A Discworld story, this time there are golems, and corporal Nobbs must accept himself as the heir to the Ankh-Morpork ruling dynasty, which he does by offering free drinks to everyone… until he finds some people really want him to be king.
- October 2005—Tears of the cheetah: and other tales from the genetic frontier from Stephen J. O’Brien.
A popularisation book about biology and genetics, each chapter telling how these sciences can help understand problems like the threats endangered species face, or their evolutive history.
You read each chapter a story, and you learn lots of things about genetics, techniques used to make DNA “testify” in criminal enquiries or population studies, relations between species and viruses.

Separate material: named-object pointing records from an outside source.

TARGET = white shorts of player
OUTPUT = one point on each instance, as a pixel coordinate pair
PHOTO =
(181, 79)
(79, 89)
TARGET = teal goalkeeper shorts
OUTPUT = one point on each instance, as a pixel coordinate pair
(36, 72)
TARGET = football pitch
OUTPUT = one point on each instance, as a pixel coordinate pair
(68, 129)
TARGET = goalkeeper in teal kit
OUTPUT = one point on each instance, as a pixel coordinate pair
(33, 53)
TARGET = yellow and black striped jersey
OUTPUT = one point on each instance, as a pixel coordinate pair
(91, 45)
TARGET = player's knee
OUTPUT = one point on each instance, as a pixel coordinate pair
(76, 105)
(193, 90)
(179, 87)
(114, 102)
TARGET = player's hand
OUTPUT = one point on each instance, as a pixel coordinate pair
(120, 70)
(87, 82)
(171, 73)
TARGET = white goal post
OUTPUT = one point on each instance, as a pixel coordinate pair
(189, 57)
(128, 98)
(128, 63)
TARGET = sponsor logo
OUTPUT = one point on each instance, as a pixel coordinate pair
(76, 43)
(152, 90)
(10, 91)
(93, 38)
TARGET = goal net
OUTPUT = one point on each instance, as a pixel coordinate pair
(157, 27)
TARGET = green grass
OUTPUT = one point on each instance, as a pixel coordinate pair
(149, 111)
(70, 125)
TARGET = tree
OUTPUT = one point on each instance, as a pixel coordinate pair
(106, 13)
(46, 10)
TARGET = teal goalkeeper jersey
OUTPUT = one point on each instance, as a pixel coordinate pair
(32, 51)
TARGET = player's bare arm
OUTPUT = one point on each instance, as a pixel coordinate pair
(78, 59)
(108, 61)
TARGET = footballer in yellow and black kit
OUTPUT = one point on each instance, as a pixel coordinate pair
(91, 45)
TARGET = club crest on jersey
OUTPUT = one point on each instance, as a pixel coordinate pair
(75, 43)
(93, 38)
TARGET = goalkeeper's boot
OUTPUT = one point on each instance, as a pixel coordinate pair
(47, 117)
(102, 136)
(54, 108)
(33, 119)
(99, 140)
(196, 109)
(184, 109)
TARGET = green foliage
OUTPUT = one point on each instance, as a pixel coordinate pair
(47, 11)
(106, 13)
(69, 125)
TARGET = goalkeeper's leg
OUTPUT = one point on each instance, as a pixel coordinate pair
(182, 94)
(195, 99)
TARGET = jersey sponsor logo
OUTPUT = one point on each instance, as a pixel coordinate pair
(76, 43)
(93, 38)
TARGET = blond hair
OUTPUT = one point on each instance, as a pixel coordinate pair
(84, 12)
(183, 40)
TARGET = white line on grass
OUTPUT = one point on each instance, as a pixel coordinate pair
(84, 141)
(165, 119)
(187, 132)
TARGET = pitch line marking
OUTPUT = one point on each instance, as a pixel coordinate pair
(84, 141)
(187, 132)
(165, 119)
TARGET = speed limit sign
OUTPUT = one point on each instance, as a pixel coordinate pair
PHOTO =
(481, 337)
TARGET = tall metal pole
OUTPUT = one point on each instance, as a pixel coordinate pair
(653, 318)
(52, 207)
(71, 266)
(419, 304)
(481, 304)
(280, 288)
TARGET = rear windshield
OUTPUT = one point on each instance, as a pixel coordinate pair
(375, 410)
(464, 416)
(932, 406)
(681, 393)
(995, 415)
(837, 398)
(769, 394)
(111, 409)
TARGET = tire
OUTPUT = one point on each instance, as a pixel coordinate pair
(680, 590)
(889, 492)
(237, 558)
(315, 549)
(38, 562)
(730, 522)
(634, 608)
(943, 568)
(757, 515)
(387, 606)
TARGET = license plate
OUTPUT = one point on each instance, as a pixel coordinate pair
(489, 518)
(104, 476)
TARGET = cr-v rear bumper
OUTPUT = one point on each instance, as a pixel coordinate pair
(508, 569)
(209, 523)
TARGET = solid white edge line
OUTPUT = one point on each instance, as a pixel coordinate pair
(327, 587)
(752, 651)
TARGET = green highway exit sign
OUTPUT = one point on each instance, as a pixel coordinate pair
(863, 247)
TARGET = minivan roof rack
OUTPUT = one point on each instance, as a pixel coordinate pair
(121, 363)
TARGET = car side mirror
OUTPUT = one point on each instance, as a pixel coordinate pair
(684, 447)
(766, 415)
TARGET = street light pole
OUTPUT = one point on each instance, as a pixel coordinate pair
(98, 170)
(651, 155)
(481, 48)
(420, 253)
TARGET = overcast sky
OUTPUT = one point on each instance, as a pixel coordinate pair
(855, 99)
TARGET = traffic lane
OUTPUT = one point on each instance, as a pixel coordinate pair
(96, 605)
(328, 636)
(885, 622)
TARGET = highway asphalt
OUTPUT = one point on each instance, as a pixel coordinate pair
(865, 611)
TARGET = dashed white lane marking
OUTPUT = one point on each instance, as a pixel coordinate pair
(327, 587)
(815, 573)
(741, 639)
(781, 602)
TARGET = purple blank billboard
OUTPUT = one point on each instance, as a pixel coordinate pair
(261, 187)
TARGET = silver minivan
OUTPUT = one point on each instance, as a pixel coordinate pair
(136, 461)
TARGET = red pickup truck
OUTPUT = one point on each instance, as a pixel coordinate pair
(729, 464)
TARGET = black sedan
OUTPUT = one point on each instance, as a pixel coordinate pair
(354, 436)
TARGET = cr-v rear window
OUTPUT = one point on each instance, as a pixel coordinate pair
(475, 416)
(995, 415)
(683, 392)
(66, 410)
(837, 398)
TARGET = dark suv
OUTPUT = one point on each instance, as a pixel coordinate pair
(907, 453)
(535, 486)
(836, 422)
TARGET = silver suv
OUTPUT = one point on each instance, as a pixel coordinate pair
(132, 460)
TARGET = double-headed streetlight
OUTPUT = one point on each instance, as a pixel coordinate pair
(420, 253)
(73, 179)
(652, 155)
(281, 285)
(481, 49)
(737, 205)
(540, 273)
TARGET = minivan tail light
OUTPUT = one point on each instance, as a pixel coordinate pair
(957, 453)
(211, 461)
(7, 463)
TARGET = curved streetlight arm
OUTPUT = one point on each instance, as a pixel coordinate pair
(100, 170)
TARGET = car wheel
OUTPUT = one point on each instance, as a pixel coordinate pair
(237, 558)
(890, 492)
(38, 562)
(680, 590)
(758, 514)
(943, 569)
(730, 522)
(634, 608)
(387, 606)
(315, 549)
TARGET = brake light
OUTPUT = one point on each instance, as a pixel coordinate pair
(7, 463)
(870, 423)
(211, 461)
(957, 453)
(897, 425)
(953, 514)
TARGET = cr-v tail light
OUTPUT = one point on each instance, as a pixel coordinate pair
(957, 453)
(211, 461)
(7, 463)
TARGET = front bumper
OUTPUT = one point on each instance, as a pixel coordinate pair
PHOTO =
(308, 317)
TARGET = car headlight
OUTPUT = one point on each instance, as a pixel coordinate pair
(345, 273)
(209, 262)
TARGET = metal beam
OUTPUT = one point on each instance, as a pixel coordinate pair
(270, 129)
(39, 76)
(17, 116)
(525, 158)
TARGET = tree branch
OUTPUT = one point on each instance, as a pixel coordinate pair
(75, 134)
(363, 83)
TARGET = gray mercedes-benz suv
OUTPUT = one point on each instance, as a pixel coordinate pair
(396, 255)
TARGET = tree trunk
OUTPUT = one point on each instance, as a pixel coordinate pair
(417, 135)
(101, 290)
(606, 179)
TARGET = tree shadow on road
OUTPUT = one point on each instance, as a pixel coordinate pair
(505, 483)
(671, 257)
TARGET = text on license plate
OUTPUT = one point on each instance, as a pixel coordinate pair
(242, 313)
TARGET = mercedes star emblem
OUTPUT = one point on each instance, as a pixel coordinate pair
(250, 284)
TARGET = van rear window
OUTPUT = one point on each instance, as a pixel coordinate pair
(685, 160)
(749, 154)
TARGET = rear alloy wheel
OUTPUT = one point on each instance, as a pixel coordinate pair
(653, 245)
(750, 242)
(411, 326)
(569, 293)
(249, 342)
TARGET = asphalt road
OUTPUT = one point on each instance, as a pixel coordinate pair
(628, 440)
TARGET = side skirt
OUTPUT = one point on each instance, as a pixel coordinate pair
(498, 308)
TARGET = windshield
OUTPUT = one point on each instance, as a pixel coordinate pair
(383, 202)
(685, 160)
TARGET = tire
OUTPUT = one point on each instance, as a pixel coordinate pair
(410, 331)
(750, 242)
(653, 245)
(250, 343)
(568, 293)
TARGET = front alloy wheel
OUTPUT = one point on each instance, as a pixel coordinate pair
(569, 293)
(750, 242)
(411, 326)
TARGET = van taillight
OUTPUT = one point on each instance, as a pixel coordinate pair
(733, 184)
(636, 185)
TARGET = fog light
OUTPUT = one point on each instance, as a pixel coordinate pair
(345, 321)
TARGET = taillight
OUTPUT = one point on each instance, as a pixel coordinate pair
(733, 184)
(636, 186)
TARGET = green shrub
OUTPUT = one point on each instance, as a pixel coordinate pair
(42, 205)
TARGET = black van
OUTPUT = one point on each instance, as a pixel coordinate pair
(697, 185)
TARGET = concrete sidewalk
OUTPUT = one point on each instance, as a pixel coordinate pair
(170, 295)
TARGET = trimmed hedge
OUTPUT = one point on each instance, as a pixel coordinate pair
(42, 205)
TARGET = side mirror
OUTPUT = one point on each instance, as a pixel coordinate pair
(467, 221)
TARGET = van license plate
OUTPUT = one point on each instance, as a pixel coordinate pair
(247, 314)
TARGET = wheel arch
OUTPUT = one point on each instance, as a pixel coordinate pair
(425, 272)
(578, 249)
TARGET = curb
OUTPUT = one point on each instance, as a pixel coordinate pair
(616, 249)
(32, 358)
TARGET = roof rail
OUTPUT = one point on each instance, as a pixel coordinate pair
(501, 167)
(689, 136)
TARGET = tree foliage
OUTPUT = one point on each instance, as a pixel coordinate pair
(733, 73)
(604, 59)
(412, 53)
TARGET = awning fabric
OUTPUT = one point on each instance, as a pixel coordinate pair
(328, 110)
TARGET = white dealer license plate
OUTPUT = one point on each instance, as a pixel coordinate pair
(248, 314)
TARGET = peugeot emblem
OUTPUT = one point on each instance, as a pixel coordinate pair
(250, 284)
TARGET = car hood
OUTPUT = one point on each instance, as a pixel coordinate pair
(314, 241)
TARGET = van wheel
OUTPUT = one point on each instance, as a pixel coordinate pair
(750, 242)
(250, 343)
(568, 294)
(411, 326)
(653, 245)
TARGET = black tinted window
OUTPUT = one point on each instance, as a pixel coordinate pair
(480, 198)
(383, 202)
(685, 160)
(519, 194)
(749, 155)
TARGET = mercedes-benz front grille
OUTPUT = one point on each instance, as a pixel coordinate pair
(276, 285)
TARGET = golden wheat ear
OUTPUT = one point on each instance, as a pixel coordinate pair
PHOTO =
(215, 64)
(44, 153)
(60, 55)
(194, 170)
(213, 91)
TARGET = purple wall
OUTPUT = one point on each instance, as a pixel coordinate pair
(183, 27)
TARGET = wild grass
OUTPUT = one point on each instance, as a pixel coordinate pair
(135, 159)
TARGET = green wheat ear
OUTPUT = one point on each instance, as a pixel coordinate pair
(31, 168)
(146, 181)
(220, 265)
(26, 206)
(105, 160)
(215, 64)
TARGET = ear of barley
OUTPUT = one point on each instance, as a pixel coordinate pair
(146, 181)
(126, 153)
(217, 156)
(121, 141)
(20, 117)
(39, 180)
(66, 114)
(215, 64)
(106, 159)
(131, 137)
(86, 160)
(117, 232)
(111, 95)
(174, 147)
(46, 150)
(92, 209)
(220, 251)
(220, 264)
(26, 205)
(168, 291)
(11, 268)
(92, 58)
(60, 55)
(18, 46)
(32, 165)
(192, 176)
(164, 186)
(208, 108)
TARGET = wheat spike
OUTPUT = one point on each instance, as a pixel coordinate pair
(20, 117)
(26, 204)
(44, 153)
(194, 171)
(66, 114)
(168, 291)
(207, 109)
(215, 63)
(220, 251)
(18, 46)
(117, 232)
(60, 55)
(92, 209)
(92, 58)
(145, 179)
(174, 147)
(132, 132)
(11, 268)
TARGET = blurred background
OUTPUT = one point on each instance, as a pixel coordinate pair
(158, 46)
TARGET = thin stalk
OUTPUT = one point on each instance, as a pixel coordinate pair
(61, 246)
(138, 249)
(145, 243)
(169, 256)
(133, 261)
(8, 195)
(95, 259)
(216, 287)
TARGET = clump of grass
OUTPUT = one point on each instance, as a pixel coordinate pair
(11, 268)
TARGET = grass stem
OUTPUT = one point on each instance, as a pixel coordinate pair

Very interesting and “instructive”.
- September 2005—Harry Potter and the Order of the Phoenix from J.K. Rowling.
I wait for these books to be out in paperback, so I’m not up-to-date with the adventures of the young sorcerer, but it doesn’t really matter.
This one starts a little slowly and got a little on my nerve (the part in the Sirius Black house), but afterwards I was caught by the book and devoured it very quickly.
- September 2005—The Life Eaters from David Brin and Scott Hampton.
A comic book whose scenarist is David Brin, an uchronia based on an ongoing second world war because the Nazis have repelled the Allies with the help of Norse gods… A weird story, a myth with a comics style (to differentiate with bandes dessinées), with a super-hero theme, but you need to get there once the gods start materializing among us.
- July 2005—Quicksilver from Neal Stephenson.
It took me two months to read this enormous book which has links to Cryptonomicon (the names of the heroes are the same), and is only the first of a trilogy.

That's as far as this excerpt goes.